The raids were carried out using the 2011 Search and Surveillance Act, which gives the police wide powers. Wilson and his colleague could face 12 months in jail or a NZ$10,000 fine, although no one has been charged yet.
The raids were a “fishing expedition to see what could be found to incriminate these individuals,” said Felicity Coggan of the Communist League, the other forum speaker. “And to intimidate all those who oppose sanctions against North Korea.”
Despite the sanctions exempting aid organizations, banks internationally are refusing to handle their transactions because of U.S. pressure, Robson said. “Of 17 NGOs that used to work in North Korea there is only one now.”
“These sanctions fall hardest on workers and farmers in North Korea,” Coggan said. U.N. agencies estimate 43% of the population is undernourished.
“Calling for an end to sanctions against the DPRK is a basic act of solidarity with workers and farmers there,” Coggan said. “Ending the sanctions would open opportunities for workers and farmers in both North and South Korea to get to know each other and work together, to fight to end the division of their country.”

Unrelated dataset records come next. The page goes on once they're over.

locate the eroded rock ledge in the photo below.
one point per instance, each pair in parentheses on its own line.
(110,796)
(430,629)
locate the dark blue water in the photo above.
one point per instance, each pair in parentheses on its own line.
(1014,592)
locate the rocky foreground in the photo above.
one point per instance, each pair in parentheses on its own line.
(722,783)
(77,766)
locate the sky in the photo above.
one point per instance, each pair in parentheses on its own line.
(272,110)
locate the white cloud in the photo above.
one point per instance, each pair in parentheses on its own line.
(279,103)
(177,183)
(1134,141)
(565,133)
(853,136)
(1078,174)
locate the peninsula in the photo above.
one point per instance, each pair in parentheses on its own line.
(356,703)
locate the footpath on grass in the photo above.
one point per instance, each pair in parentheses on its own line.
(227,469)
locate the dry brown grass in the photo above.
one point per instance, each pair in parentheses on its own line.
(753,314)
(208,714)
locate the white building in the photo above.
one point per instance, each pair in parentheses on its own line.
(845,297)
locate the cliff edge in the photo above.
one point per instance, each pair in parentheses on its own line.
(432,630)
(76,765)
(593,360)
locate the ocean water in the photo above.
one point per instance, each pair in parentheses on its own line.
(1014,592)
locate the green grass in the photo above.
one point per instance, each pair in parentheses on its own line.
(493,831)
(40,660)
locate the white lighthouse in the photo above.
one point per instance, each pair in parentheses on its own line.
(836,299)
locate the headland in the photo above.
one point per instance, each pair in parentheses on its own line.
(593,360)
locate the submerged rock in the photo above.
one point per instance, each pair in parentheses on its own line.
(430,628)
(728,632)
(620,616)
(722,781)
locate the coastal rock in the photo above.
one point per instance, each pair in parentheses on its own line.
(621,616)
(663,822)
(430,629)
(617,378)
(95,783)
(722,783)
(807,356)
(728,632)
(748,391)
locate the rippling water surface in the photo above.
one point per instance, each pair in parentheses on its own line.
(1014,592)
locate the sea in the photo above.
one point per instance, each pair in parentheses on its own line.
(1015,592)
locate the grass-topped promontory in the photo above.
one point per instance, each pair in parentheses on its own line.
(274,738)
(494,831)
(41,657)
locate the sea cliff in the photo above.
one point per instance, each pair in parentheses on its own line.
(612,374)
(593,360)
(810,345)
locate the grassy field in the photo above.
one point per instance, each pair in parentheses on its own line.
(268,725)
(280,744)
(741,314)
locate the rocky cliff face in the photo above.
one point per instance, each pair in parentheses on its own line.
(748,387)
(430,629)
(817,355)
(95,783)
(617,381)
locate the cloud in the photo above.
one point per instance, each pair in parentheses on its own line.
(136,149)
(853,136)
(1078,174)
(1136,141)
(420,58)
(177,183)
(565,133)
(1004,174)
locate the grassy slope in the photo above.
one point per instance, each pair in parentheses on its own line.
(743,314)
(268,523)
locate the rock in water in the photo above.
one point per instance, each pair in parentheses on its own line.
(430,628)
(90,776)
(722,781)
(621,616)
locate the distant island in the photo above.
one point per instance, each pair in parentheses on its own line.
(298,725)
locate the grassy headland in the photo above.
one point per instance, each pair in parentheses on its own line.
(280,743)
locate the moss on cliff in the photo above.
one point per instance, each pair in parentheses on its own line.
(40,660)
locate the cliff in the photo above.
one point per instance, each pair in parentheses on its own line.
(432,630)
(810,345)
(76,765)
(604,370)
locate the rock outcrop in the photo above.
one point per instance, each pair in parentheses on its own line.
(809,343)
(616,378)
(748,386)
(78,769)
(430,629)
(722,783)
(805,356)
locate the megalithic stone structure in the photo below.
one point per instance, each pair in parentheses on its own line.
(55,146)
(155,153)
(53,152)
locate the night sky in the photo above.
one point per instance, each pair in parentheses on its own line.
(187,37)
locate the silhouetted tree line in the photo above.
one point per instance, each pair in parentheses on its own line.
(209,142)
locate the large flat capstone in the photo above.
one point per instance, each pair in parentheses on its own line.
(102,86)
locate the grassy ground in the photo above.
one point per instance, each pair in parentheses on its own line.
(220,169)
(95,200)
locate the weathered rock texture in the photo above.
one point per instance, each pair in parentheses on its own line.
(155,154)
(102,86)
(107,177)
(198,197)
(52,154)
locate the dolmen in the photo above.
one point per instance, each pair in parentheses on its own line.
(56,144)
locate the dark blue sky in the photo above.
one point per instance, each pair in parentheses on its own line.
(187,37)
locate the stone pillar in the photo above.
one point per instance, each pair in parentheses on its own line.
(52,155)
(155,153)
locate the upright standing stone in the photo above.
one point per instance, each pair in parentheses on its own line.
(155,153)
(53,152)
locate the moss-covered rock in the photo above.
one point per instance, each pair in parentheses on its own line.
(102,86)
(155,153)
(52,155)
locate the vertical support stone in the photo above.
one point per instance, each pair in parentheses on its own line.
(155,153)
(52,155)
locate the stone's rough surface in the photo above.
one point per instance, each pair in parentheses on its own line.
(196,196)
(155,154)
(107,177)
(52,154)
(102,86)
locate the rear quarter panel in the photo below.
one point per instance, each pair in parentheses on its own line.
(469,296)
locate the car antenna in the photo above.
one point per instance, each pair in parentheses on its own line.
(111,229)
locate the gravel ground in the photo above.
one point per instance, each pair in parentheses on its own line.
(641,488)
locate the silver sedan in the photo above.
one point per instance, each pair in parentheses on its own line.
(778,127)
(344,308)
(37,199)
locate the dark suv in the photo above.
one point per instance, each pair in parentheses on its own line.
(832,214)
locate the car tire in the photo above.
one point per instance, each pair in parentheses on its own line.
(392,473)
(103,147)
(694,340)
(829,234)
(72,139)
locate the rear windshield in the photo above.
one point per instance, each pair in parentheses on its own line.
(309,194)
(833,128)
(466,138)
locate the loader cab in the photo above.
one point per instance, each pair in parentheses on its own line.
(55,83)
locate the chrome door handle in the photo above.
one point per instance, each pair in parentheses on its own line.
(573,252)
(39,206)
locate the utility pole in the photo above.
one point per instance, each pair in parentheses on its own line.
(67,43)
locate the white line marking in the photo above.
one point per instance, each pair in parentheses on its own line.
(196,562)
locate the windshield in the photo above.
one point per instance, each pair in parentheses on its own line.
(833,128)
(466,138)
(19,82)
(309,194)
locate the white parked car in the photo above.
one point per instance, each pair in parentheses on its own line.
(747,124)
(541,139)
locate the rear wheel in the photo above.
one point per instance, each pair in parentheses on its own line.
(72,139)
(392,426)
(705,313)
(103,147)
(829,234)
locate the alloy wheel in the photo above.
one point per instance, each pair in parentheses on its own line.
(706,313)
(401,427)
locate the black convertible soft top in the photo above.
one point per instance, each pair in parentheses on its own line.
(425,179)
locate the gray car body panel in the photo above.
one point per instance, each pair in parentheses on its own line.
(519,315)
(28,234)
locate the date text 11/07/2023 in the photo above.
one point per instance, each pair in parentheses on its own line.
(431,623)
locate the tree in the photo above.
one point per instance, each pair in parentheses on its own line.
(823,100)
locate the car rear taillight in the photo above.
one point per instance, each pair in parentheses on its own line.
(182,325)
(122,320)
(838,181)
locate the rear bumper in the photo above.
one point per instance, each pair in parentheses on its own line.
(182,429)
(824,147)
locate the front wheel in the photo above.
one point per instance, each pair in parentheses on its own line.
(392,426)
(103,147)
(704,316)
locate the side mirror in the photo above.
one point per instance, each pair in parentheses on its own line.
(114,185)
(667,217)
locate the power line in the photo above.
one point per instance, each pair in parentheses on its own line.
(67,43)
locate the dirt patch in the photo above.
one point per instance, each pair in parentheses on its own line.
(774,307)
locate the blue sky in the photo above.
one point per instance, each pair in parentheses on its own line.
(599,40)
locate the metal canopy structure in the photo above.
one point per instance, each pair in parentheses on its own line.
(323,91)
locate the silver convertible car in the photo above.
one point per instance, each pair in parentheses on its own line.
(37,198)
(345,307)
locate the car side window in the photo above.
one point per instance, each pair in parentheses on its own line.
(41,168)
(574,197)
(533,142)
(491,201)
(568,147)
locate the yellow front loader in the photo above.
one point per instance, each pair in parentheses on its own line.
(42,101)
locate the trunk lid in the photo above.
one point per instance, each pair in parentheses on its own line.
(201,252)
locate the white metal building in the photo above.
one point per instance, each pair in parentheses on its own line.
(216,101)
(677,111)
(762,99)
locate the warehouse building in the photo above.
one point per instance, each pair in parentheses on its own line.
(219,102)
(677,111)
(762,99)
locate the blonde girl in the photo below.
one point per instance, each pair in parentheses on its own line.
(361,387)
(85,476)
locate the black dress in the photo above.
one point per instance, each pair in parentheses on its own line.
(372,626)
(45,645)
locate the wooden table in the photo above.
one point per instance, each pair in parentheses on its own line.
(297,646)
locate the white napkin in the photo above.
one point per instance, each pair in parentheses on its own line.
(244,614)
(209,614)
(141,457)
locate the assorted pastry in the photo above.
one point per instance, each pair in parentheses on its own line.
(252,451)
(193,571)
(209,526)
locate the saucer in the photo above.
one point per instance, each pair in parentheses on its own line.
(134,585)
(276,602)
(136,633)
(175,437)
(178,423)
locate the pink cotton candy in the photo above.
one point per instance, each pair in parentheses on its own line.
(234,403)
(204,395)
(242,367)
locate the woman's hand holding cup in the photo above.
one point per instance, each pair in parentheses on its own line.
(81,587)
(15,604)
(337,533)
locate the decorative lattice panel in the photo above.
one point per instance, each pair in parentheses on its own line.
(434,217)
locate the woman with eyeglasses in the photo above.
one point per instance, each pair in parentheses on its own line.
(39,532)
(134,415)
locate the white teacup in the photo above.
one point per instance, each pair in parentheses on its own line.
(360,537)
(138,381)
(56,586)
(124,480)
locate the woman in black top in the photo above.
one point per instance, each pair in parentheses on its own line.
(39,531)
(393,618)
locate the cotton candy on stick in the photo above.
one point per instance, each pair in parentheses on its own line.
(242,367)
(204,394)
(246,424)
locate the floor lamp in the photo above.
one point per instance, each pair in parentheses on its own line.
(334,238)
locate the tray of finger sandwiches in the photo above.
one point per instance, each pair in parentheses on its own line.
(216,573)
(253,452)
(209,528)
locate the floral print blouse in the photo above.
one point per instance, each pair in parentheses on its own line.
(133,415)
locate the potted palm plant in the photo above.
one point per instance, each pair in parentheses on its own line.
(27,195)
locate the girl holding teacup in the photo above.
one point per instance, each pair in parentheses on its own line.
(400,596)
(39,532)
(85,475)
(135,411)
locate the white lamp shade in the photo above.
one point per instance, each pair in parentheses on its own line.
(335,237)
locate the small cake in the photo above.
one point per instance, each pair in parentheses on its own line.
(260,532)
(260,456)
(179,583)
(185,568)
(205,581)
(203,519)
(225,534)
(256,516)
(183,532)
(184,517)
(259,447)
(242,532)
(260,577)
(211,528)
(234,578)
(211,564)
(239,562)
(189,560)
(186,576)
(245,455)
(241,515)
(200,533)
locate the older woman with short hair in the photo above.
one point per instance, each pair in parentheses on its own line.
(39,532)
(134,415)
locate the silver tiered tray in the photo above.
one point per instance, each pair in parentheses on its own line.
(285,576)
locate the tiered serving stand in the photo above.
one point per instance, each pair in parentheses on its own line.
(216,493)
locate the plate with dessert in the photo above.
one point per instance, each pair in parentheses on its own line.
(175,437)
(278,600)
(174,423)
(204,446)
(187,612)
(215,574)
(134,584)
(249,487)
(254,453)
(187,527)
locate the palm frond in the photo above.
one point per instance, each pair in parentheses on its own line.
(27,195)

Korea was divided into North and South, against the will of the Korean people, by the U.S. rulers after their victory in the second imperialist world war, with the acquiescence of the Stalinist rulers in Moscow. Workers and farmers carried out revolutionary mobilizations throughout Korea after the war, and capitalism was overthrown in the North. Washington occupied the South and installed a dictatorship that put down revolutionary struggles there in blood.
Between 1950 and 1953, Wellington joined Washington in a brutal war seeking to reconquer all of Korea, sending over 6,000 troops.
Aided by volunteers from China, the North Koreans fought Washington to a stalemate, and the U.S. government and its U.N. allies to this day refuse to sign a peace treaty.
“The New Zealand government must end its complicity in sanctions against North Korea,” Coggan said, “and its police and spy agencies should back off their interference against the NZ-DPRK Society, and return all the materials they confiscated to their owners.”